Mysterious radio signal from space seems to have suddenly vanished - bookofjoe
https://www.newscientist.com/article/2229019-mysterious-radio-signal-from-space-seems-to-have-suddenly-vanished/
======
eindiran
What a clickbait nonsense headline.

From the article: `[I]t is more likely that the telescope can’t detect the
FRB’s wavelengths or that any bursts it emitted while Oostrum and his
colleagues were observing were just too dim to see, says Jason Hessels, who is
also at the Netherlands Institute for Radio Astronomy but wasn’t involved in
this work. “Just because you don’t see anything at this time with this
telescope doesn’t mean there’s nothing to see,” he says.`

------
tudorw
Imagine you are in a dark room with a friend, they stop talking, you're in
shock, they have vanished, then they start talking again and you're like, oh,
they didn't vanish, they just stopped talking, it's that kind of vanished...
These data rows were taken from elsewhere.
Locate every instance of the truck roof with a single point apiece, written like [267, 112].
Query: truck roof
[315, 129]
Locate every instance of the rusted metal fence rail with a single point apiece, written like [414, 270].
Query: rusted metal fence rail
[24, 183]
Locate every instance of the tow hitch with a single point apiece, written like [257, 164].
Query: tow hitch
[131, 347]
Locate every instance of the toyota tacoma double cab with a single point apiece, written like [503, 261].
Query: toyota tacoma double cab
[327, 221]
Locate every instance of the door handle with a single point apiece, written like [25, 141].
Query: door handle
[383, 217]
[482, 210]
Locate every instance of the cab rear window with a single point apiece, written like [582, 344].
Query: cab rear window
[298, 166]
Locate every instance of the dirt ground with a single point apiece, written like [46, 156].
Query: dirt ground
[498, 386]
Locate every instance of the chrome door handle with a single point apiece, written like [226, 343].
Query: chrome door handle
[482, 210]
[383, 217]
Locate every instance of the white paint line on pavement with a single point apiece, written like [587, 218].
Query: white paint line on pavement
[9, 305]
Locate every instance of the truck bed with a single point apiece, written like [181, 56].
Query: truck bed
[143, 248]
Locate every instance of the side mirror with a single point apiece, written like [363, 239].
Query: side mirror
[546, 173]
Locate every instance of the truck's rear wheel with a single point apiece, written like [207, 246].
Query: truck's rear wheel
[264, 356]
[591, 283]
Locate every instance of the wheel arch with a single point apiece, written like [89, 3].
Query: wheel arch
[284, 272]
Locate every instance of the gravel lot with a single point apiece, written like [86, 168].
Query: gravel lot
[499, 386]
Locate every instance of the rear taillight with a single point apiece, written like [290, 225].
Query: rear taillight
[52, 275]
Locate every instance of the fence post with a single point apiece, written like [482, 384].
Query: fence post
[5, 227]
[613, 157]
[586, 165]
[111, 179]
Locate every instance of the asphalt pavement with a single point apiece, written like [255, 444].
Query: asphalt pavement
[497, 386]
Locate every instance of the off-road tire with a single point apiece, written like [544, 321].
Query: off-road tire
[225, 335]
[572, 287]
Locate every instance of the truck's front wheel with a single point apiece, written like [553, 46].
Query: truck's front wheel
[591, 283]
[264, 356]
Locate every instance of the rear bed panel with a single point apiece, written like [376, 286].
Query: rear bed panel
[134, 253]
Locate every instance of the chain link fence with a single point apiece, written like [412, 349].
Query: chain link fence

"it is more likely that the telescope can’t detect the FRB’s wavelengths or
that any bursts it emitted while Oostrum and his colleagues were observing
were just too dim to see, says Jason Hessels,"

------
elif
When I see these articles, my first thought is, how are they so certain that
they aren't getting chatter from classified satellites? e.g. X-37 flies an
erratic mission profile, which could completely explain the intermittent
nature of their signals. Who's to say there aren't undocumented higher orbit
spy platforms?

Radiotelescopes are necessarily large and, afaik, all terrestrial as a result.